Return an empty data.frame with the columns returned by random.search
Description
Return an empty data.frame with the columns returned by random.search
Usage
empty.sample()
Value
An empty data.frame
See Also
random.search
Explore all combinations of formula terms
Description
Explore all combinations of formula terms
Usage
exaustive.search(
complete.X.df,
y,
n.squares = 1,
formula.len = 3,
K = 7,
N = 10,
seed = NULL,
transformations = list(log10 = function(rdf, x, z) {
log10(0.1 + abs(z) + x)
},
inv = function(rdf, x, z) {
1/(0.1 + abs(z) + x)
}),
custom.abs.mins = list(),
glob.filepath = NULL,
chunk.size = NULL,
cv.norm = FALSE
)
Arguments
complete.X.df |
The dataset that contains the base variables the formula is composed of (column-wise) |
y |
The independent variable to be predicted with the formula |
n.squares |
The maximum order of the polynomial composition of base variables. Ex. |
formula.len |
The number of terms in the formulas that will be randomly sampled. |
K |
The number of parts the dataset is split into for K-fold cross-validation. |
N |
The number of times the K-fold validation is repeated, shuffling the dataset row orders before each time. |
seed |
An (optional) seed for deterministic run |
transformations |
A list of potentially non-linear transformations that can be applied on top of the squares. Ex. |
custom.abs.mins |
A list of user-defined minimum values for dataset columns. |
glob.filepath |
The path to an rDdata object containing the results of potentially multiple independent previous run, that will be excluded from the current run. The file will be automatically updated whith the new formula evaluation results. |
chunk.size |
If null, compute all missing formulas. If a number, compute only that number of missing formulas. |
cv.norm |
Normalize regressors after train-validation split in inner cross-validation loop. |
Value
A data.frame of formulas and the corresponding cross-validation performance measures (R-squared, absolute relative error, max cooks distance). See also empty.sample.
Examples
# set-up a toy example dataset
x1<-runif(100, min=2, max=67)
x2<-runif(100, min=0.01, max=0.1)
X <- data.frame(x1=x1, x2=x2)
# set up a "true" non-linear relationship
# with some noise
y <- log10(x1^2*x2) + rnorm(100, 0, 0.001)

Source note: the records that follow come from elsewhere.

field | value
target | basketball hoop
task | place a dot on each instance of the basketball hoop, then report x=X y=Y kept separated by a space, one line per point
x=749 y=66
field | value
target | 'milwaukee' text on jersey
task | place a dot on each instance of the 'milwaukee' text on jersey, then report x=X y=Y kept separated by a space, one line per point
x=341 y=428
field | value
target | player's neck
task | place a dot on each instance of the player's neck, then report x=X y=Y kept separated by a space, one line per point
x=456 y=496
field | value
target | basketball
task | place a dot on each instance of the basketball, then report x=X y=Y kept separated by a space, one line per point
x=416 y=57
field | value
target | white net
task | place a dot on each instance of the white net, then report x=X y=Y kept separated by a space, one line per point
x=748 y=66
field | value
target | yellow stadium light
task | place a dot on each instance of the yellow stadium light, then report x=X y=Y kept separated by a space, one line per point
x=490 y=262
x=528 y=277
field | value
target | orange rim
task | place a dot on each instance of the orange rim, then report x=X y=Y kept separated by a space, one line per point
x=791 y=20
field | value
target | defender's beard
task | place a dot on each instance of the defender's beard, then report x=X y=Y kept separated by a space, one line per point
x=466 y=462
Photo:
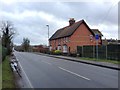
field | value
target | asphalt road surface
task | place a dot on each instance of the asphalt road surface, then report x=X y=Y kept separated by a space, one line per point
x=48 y=72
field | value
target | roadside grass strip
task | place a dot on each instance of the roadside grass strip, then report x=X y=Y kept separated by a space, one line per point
x=7 y=75
x=101 y=60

max.formula.len=formula.len=1
n.squares=1
K=2
N=2
seed=1001
res.new <- exaustive.search(X, y,
n.squares=1,
formula.len=3,
K=2, N=3, seed=NULL,
transformations=list(
"log"=function(rdf, x, stats){ log(x) },
"log_x1_p"=function(rdf, x, stats){ log(rdf$x1 + x) },
"inv"=function(rdf, x, stats){ 1/x }
),
custom.abs.mins=list(),
glob.filepath = NULL,
chunk.size=NULL, cv.norm=FALSE)
Genetic Algorithm for non-linear formula optimization
Description
Starting from an (optional) list of promising formulas,
generated with other methods such as random.search,
explore combinations (crossover) and alterations (mutation)

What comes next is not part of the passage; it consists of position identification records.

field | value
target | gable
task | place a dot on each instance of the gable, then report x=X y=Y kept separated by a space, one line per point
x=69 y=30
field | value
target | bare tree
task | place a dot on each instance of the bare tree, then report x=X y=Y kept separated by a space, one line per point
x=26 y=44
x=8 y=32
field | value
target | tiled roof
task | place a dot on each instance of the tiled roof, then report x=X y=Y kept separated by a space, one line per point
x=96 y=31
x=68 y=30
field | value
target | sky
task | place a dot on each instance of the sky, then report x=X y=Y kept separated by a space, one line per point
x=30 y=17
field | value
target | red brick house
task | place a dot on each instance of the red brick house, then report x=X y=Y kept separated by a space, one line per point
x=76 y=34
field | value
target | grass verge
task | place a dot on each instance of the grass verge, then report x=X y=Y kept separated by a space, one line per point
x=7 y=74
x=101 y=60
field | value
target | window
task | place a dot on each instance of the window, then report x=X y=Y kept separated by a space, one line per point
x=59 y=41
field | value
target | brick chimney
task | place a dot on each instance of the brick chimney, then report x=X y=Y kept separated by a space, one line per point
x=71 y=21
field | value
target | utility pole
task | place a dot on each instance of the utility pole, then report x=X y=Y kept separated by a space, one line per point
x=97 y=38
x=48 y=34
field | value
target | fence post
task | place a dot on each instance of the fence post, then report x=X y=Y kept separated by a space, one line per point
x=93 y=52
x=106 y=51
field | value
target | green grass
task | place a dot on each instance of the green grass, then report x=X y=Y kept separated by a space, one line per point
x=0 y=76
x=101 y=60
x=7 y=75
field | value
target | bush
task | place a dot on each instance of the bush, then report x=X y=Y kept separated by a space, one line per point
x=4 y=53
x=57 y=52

of them in order maximize the value of the fitness function
that defaults to pe.r.squared.formula.len.fitness
Usage
genetic.search(
complete.X.df,
y,
n.squares = 1,
max.formula.len = 4,
seed = NULL,
fitness.fun = pe.r.squared.formula.len.fitness,
transformations = list(log10 = function(rdf, x, z) {
log10(0.1 + abs(z$min) + x)
}, inv = function(rdf, x, z) {
1/(0.1 + abs(z$min) + x)
}),
custom.abs.mins = list(),
glob.filepath = NULL,
local.filepath = NULL,
memoization = FALSE,
monitor = monitor.formula.fun,
maxiter = 100,
N = 2,
K = 7,
pcrossover = 0.2,
popSize = 50,
pmutation = 0.8,
keepBest = FALSE,
cv.norm = FALSE,
best.vars.l = list()
)
Arguments
complete.X.df |
The dataset that contains the base variables the formula is composed of (column-wise) |
y |
The independent variable to be predicted with the formula |
n.squares |
The maximum order of the polynomial composition of base variables. Ex. |
max.formula.len |
The maximum number of terms in the formula |
seed |
An (optional) seed for deterministic run |
fitness.fun |
The function that determine the fitness of a given formula. Defaults to |
transformations |
A list of potentially non-linear transformations that can be applied on top of the squares. Ex. |
custom.abs.mins |
A list of user-defined minimum values for dataset columns. |
glob.filepath |
Has effect only if memoization=TRUE. The path to an rDdata object containing the results of potentially multiple independent previous run. |
local.filepath |
Has effect only if memoization=TRUE. The path to an rData object where the results of the current run will be stored. If it already exists, the new results will be appended. |
memoization |
If TRUE test results will be stored in |
monitor |
Function that will be called on every iteration with the current solutions. Defaults to |
maxiter |
Maximum number of genetic evolution epochs |
N |
The number of times the K-fold validation is repeated, shuffling the dataset row orders before each time. |
K |
The number of parts the dataset is split into for K-fold cross-validation. |
pcrossover |
The probability of crossover between pairs of chromosomes. Typically this is a large value and by default is set to 0.8. |
popSize |
The population size, the number of formulas considered for genetic evolution. |
pmutation |
The probability of mutation in a parent chromosome. Usually mutation occurs with a small probability, and by default is set to 0.1. |
keepBest |
If TRUE, the value |
cv.norm |
Normalize regressors after train-validation split in inner cross-validation loop. |
best.vars.l |
A list of formulas. Each formula is an array of strings, each string is the textual representation of a formula term. Ex. |
Value
A list with three values: list( best: the best formula found overall best.iter: a list of best formulas, one for each evolution iteration results: The output of the GA::ga function, with all the solutions, hyperparameters, etc. )
See Also
random.search
Examples
# set-up a toy example dataset
x1<-runif(100, min=2, max=67)
x2<-runif(100, min=0.01, max=0.1)
X <- data.frame(x1=x1, x2=x2)
# set up a "true" non-linear relationship
# with some noise
y <- log10(x1^2*x2) + rnorm(100, 0, 0.001)
# stats:
# list(
# "min"=..,
# "absmin"=..,
# # zero in original space projected in std space
# "projzero"=prjzero
# )
transformations=list(
"log"=function(rdf, x, stats){ log(x) },
"log_x1_p"=function(rdf, x, stats){ log(rdf$x1 + x) },
"inv"=function(rdf, x, stats){ 1/x }
)
# empty datastore
datastore='test.rData'
genetic.datastore='test.genetic.rData'
random.datastore='test.random.rData'
saveRDS(empty.sample(), datastore)
saveRDS(empty.sample(), genetic.datastore)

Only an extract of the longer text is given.